What you need to know
- A group of over 200 Google and Alphabet workers have formed a union.
- The new "Alphabet Workers Union" is the first union at a major tech company "by and for all tech workers.'
- It aims to give structure and longevity to activism at Google.
A group of over 225 Google and Alphabet workers have announced that they have formed a union, aiming to make Alphabet a better place for all workers. The union, called the Alphabet Workers Union, has been formed with help from the Communications Workers of America's Campaign to Organize Digital Employees.
Dylan Baker, a software engineer at Google, said in a statement:
This is historic—the first union at a major tech company by and for all tech workers. We will elect representatives, we will make decisions democratically, we will pay dues, and we will hire skilled organizers to ensure all workers at Google know they can work with us if they actually want to see their company reflect their values.

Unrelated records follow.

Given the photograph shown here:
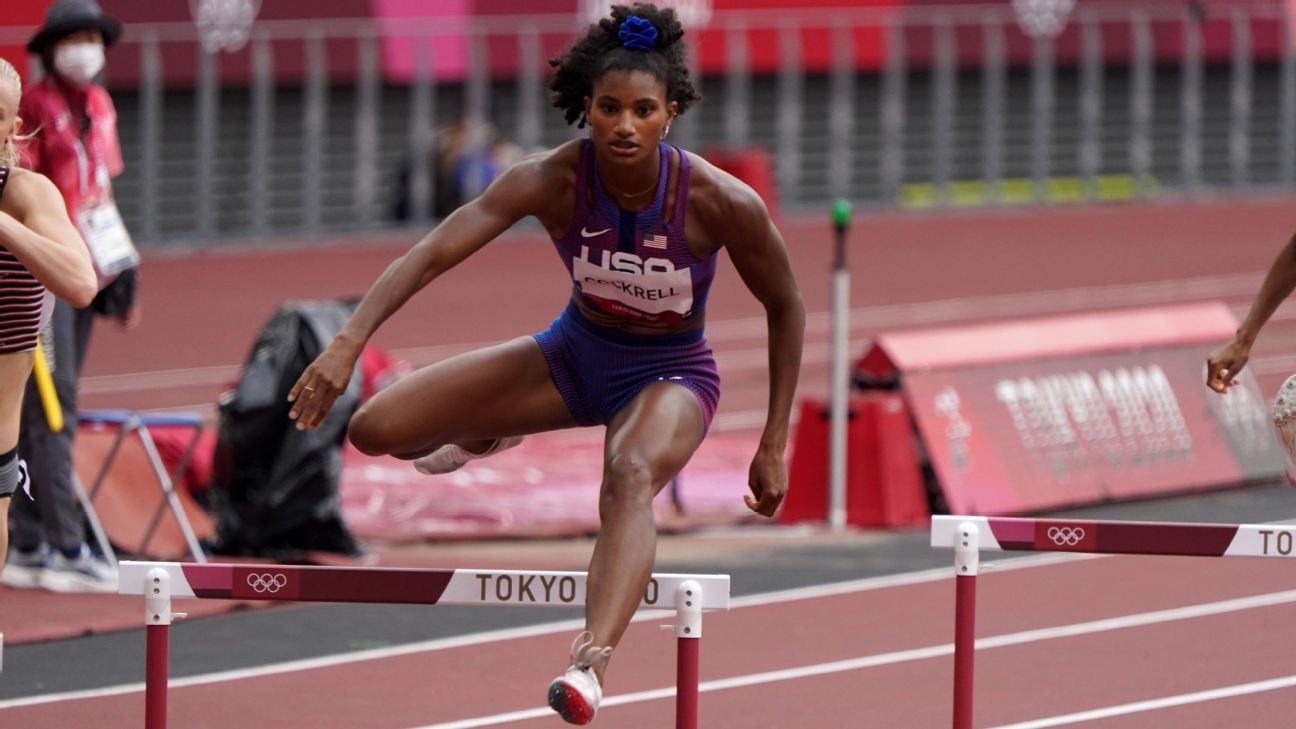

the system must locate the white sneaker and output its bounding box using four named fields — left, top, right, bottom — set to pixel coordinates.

left=413, top=436, right=525, bottom=476
left=0, top=545, right=49, bottom=588
left=548, top=630, right=612, bottom=724
left=1270, top=375, right=1296, bottom=486
left=40, top=544, right=117, bottom=593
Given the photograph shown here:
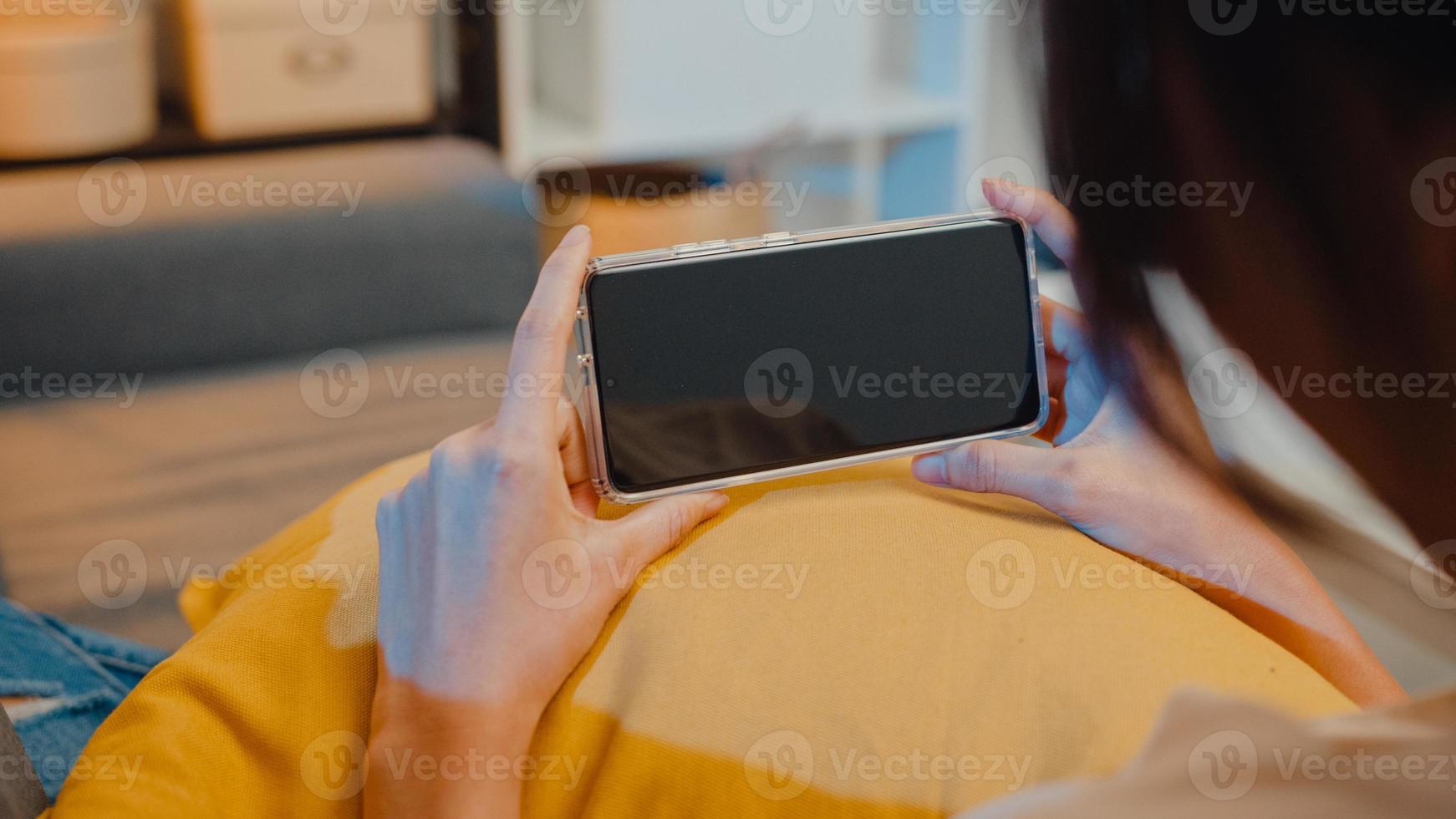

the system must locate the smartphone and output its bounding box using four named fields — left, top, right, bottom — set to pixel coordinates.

left=577, top=211, right=1050, bottom=503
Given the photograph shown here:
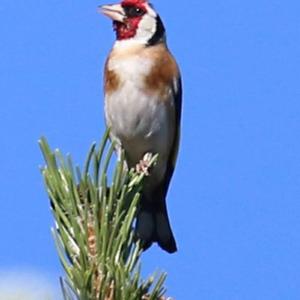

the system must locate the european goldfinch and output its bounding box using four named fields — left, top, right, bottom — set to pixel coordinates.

left=100, top=0, right=182, bottom=253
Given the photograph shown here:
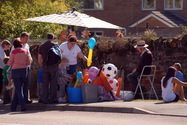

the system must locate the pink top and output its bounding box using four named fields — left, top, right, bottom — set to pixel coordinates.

left=8, top=48, right=30, bottom=69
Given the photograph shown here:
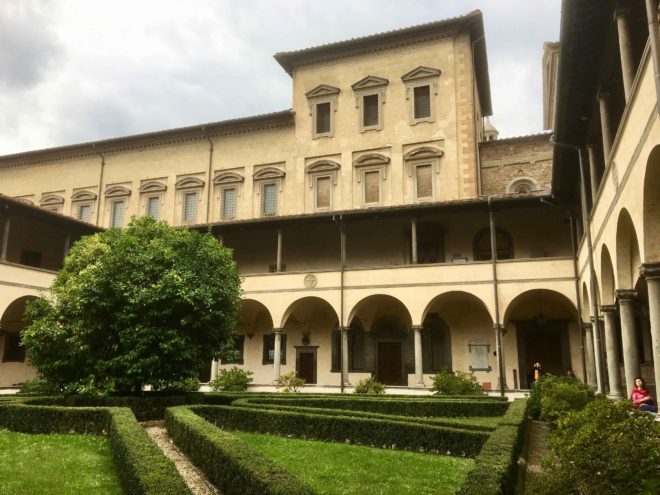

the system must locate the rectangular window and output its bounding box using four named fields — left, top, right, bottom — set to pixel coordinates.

left=147, top=196, right=160, bottom=220
left=364, top=170, right=380, bottom=204
left=78, top=205, right=92, bottom=222
left=316, top=102, right=331, bottom=134
left=261, top=184, right=277, bottom=215
left=316, top=177, right=332, bottom=208
left=413, top=86, right=431, bottom=119
left=222, top=187, right=236, bottom=218
left=183, top=192, right=197, bottom=223
left=362, top=94, right=380, bottom=127
left=110, top=201, right=125, bottom=228
left=415, top=165, right=433, bottom=199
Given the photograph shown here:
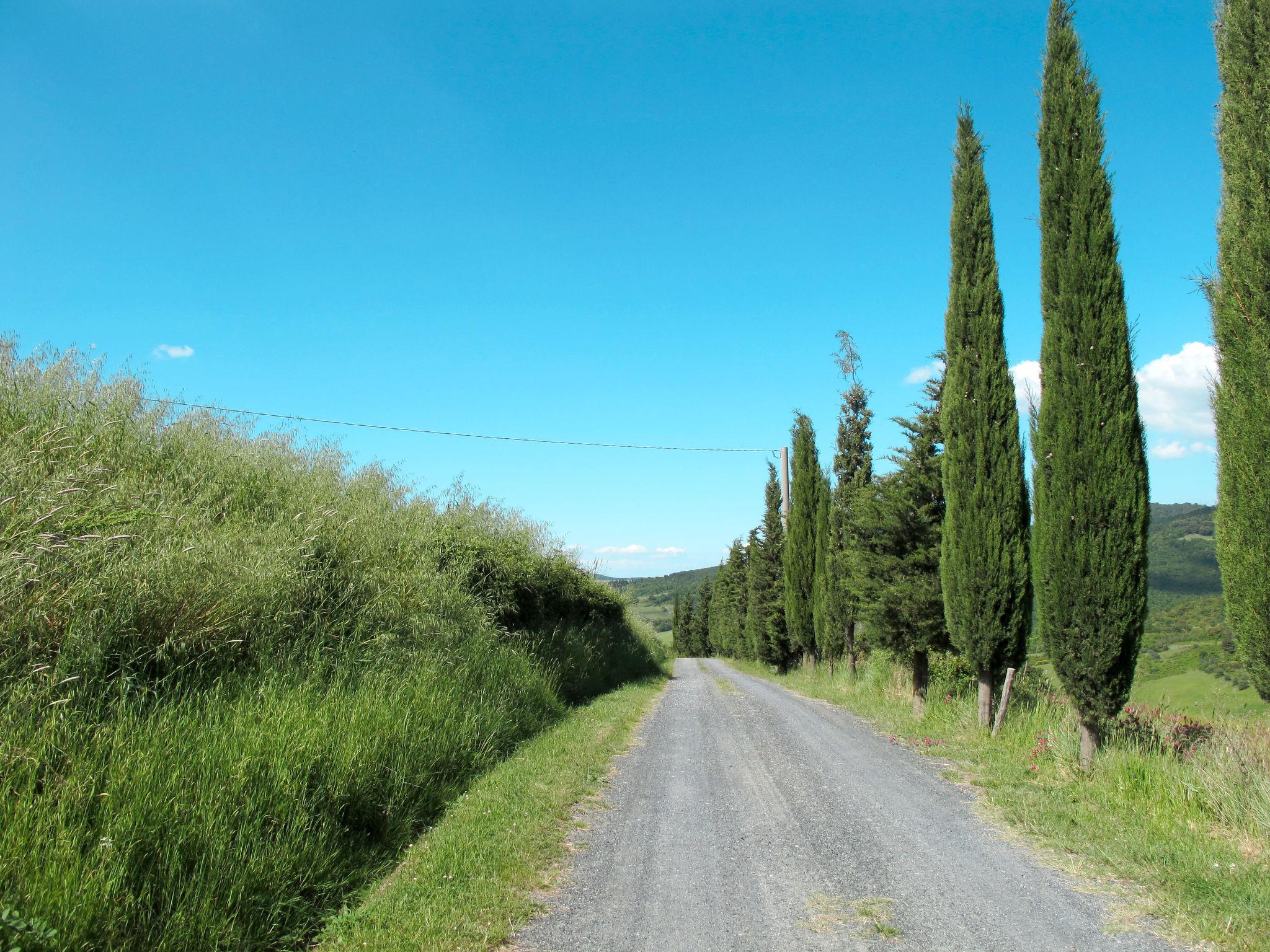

Unlike a traditional union, the Alphabet Workers Union doesn't aim to negotiate for a contract. Instead, workers say it is an effort to give structure and longevity to activism at Google. Chewy Shaw, a Google engineer and the vice chair of the new union's leadership council, told The New York Times that the union was a "necessary tool to sustain pressure on management so that workers could force changes on workplace issues."
Unions have traditionally not been very successful in Silicon Valley, but things have recently started changing. Unions at Kickstarter and Glitch were formed early last year. A few months later, HCL Technologies workers who contract for Google in Pittsburgh successfully formed a union.
The rift between employees and executives at Google has been widening over the last few years. Just last month, federal official said Google had violated labor law when it fired two employees involved in labor organizing. Timnit Gebru, a Black woman who worked as an artificial intelligence researcher, said last month that she had been fired by Google after she criticized the company's approach to minority hiring.